2

Is it possible to replace strings from one column with corresponding strings from another columns in a pandas dataframe using only the pandas.Series.str methods? "No" is an acceptable answer so long as it's accompanied with the pandas version and relevant part of the docs.

Here's an example:

import pandas as pd
# version >= 0.19.2
df = pd.DataFrame(
    {
        'names': ['alice', 'bob', 'catherine', 'slagathor'],
        'hobbies': [
            'alice likes to knit',
            'bob likes to bowl',
            'plays with her cats',
            'slagathor burniates peasants for fun'
        ]
    }
)

def clean(df: pd.DataFrame) -> pd.Dataframe: ... # do the substitutions

assert all(
    clean(df).hobbies == pd.Series([
        'likes to knit',
        'likes to bowl',
        'plays with her cats',
        'burniates peasants for fun'
    ])
)

In this case, I'd like to omit the strings from the name column from the hobbies column, using something like

df.hobbies.str.replace('(' + df.names + r'\s*)?', '')  # doesn't work

So far, I've had to

import re
df['replaced'] = pd.Series(
    re.sub(f'^{df.names[i]} ?', '', df.hobbies[i]) for i in df.index
)  

as in the answer to Replace values from one column with another column Pandas DataFrame

yardstick17
  • 4,322
  • 1
  • 26
  • 33
Steven Kalt
  • 1,116
  • 15
  • 25
  • Worth noting, but not part of this question: solutions that call `re.sub` on concatenated strings need to sanitize those strings. My actual dataset had strings like `'bob++'` and `'slag]athor'` in them. `re.complie(rf'^{name}\s*')` will fail if you don't escape `r'[\[\](){}+*\\?]'` – Steven Kalt May 20 '19 at 21:41

2 Answers2

2

str.replace is a Series method, so it can be applied to each element of particular column, but there is not possible to refer to any other column.

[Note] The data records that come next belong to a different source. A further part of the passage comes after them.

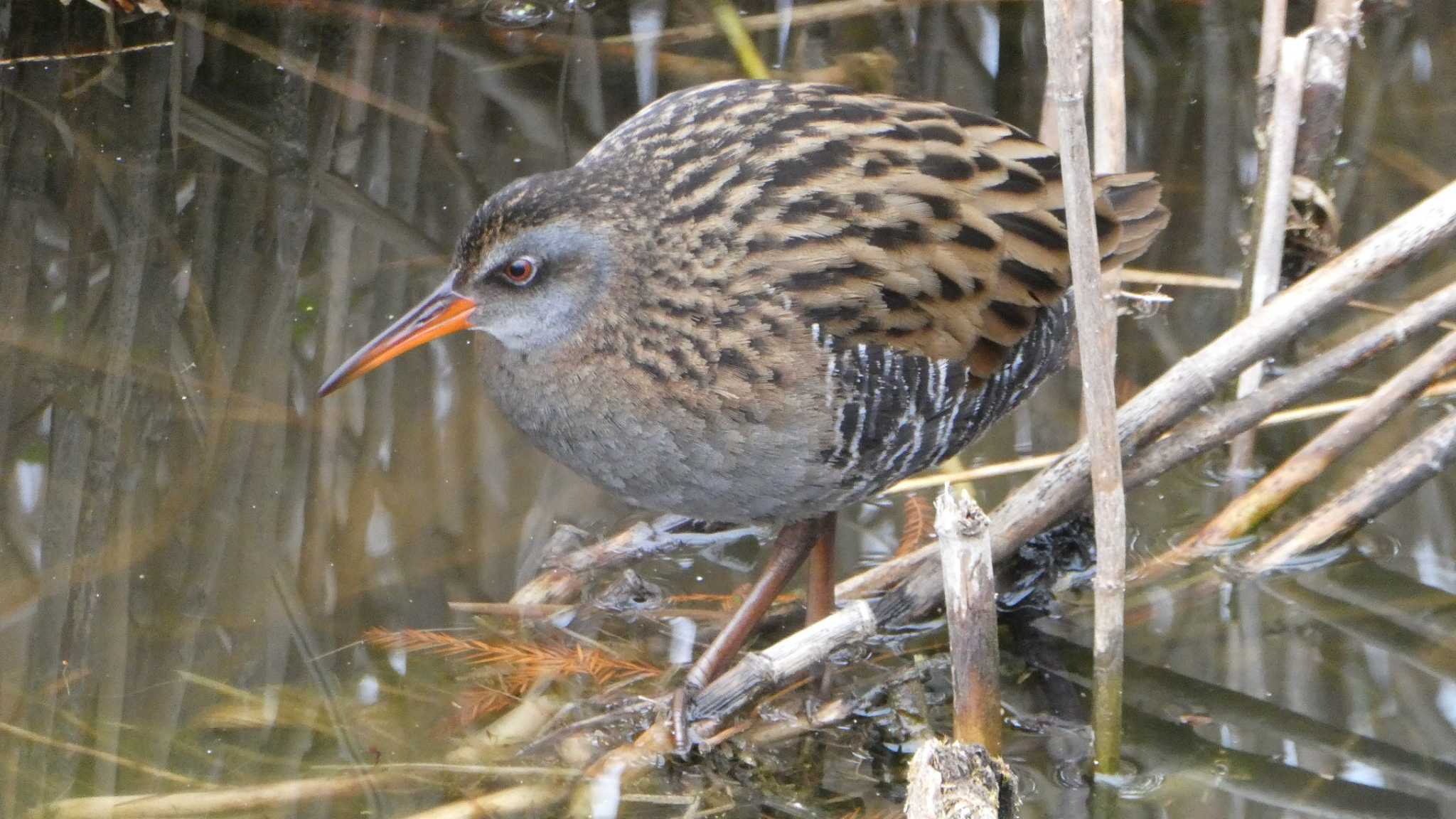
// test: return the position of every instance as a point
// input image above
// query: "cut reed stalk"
(1271, 208)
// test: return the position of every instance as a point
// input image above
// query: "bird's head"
(525, 272)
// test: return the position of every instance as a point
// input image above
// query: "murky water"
(198, 228)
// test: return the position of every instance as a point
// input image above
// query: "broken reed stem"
(963, 532)
(1108, 108)
(1379, 488)
(1253, 508)
(211, 802)
(1273, 212)
(1096, 341)
(540, 611)
(1327, 70)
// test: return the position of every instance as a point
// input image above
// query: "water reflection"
(191, 547)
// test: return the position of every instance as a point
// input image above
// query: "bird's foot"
(678, 719)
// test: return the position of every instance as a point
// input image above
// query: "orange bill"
(441, 314)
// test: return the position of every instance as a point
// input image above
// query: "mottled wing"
(909, 225)
(924, 244)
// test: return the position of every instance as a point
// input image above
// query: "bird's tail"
(1133, 201)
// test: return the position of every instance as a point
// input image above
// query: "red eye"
(522, 270)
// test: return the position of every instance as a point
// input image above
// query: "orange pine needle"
(918, 525)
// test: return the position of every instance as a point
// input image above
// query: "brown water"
(191, 545)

So you have to import re and use re.sub instead, within a function applied to each row (so that this function can refer to other columns of the current row).

Your task can be performed in a single instruction:

df['replaced'] = df.apply(lambda row: re.sub(
    '^' + row.names + r'\s*', '', row.hobbies), axis=1)

This solution runs quicker than to create a Series with for loop inside and substitute under a column afterwards, because apply takes care of looping over the DataFrame, so the function applied is responsible only for generation of a value to be put in the current row.

An important factor concerning execution speed is also that you avoid location of the current row by index, each time in the loop.

Not also that your code would fail if index was other than consecutive numbers starting from 0. Try e.g. to create your DataFrame with index=np.arange(1, 5) parameter.

Valdi_Bo
  • 30,023
  • 4
  • 23
  • 41
0

The apply with replace will do the job here

df.apply(lambda x: x['hobbies'].replace(x['names'],''),axis=1)

It takes every row of data frame and replace the 'names' in 'hobbies' with empty string

usct01
  • 838
  • 7
  • 18